Оставшись один, Туллио облегченно вздохнул и заперся в ванной, в уютном полумраке. Белая ванна была на три четверти полна зеленоватой неподвижной воды. Вода была горячая, над ней змейками вился пар. Туллио с удовольствием разделся, залез в ванну и стал потихоньку приседать, чтобы продлить приятное прикосновение горячей воды, а потом наконец лег, так что из воды торчали только голова и руки. Он замер, наслаждаясь. Никогда еще эта комнатка с почерневшими закопченными стенами, с расшатанным унитазом, мрачная и сырая, никогда еще эта грязная и вонючая комнатка, куда приходили купаться и по нужде, не была так мила его сердцу, как теперь, когда ему надо было защищать свой покой и свои деньги от неутолимой жадности других людей. Время словно замерло, его отмечали лишь капли, падавшие из крана в воду. Замерли и все заботы под действием благодатной теплой влаги. Как мог он бросить на чашу весов свое милое благополучие ради какой-то Де Гасперис? И он почувствовал, что теперь с ней покончено всерьез, что это был лишь перебой в спокойном и ровном ритме его жизни. Разрушив корыстные надежды этой настырной женщины, он вернулся к милым привычкам, вкусной еде, обеспеченным друзьям, которые не просят денег в долг, к простым и покорным женщинам, которые довольствуются красивыми словами. Де Гасперис же нужны шубы из дорогого меха, драгоценности да еще, неизвестно для чего, ореол беззащитной невинности, на которую якобы кто-то посягает. Пусть этому верит наивный мот Варини, а он на эту удочку не попадется. Ведь теперь ясно, что супруги Де Гасперис сговорились и действуют по хорошо продуманному плану, чтобы вытянуть из него, как и из тех троих, побольше денег. При одной мысли, что такой план могли попытаться осуществить, кровь бросилась ему в голову и он пришел в ярость. Так он провел утро, обуреваемый этими мыслями, что не мешало ему тщательно заниматься своим туалетом.

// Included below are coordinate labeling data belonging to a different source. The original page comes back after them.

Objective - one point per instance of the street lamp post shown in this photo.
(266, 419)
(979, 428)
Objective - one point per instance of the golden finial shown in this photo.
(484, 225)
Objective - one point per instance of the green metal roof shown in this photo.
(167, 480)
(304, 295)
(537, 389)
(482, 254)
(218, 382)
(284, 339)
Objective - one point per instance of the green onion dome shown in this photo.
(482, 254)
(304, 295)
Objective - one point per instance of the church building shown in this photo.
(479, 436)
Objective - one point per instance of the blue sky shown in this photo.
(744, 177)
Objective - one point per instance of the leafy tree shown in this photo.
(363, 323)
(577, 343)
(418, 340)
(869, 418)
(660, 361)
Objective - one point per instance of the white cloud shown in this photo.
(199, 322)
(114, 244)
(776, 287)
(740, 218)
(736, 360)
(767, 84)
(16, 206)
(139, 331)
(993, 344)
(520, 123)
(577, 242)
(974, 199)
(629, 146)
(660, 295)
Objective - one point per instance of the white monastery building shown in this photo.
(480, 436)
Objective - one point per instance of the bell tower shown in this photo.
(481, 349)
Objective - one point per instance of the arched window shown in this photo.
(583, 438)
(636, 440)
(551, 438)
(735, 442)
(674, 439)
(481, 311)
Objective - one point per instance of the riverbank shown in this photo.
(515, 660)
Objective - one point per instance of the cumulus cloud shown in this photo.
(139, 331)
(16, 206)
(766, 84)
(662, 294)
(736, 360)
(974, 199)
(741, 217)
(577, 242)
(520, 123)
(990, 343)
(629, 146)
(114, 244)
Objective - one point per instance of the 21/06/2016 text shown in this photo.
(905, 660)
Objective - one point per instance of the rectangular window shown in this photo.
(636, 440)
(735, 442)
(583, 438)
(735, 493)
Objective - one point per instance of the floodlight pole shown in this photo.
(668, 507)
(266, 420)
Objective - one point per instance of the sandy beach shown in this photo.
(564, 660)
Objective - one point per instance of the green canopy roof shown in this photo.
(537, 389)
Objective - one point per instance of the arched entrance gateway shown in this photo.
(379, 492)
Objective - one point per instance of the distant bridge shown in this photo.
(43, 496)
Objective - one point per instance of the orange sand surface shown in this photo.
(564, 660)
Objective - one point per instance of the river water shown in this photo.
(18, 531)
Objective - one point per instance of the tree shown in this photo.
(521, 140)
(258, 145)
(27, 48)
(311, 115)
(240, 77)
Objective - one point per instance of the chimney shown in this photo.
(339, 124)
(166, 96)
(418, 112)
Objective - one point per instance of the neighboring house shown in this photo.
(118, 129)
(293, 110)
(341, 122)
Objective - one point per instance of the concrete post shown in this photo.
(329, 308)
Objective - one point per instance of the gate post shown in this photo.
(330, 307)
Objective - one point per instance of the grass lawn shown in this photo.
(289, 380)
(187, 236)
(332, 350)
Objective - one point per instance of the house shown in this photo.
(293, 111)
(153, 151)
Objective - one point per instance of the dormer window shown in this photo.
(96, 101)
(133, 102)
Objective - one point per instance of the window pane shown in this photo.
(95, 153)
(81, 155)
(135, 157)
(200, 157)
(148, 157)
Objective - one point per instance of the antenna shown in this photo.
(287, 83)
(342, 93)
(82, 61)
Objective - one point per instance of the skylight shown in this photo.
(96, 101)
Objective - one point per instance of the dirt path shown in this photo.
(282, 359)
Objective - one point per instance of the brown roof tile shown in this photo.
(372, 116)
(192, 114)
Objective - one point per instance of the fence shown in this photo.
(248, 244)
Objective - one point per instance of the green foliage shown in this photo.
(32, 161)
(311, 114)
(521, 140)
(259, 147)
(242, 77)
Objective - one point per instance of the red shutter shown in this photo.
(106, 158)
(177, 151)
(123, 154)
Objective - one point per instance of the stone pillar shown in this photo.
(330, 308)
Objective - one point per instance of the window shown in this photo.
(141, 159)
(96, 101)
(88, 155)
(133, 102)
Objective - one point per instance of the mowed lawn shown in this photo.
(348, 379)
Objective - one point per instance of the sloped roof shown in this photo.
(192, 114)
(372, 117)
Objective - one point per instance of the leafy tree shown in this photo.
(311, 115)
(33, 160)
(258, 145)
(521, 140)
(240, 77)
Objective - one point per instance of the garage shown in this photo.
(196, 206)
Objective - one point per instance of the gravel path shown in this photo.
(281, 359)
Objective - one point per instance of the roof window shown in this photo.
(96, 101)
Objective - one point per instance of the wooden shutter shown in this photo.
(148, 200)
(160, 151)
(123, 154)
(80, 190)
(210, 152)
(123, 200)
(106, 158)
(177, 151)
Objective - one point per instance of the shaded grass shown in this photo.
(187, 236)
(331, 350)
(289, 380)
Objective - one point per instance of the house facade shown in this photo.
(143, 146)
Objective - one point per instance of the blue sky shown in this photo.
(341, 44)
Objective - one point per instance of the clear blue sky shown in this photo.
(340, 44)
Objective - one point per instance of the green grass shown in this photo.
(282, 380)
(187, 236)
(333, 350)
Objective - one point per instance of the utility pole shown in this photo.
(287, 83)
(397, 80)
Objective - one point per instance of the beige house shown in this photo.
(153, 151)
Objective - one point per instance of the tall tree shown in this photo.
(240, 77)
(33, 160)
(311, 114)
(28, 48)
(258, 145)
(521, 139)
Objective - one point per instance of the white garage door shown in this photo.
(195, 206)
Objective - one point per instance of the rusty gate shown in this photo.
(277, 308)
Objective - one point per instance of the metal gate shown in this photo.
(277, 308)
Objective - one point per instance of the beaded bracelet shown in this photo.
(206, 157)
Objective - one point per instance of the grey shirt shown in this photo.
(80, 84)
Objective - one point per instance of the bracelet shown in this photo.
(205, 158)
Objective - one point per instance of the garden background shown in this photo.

За обедом он ел с таким аппетитом, что мать утешилась и, забыв утреннюю ссору, начала по обыкновению его уговаривать:
- Съешь вот то, отведай этого. Мария, подай адвокату тарелку...
После обеда, поскольку было воскресенье и Туллио не знал, чем заняться, он надел толстое зимнее пальто и пошел прогуляться вдоль Тибра к замку Святого Ангела.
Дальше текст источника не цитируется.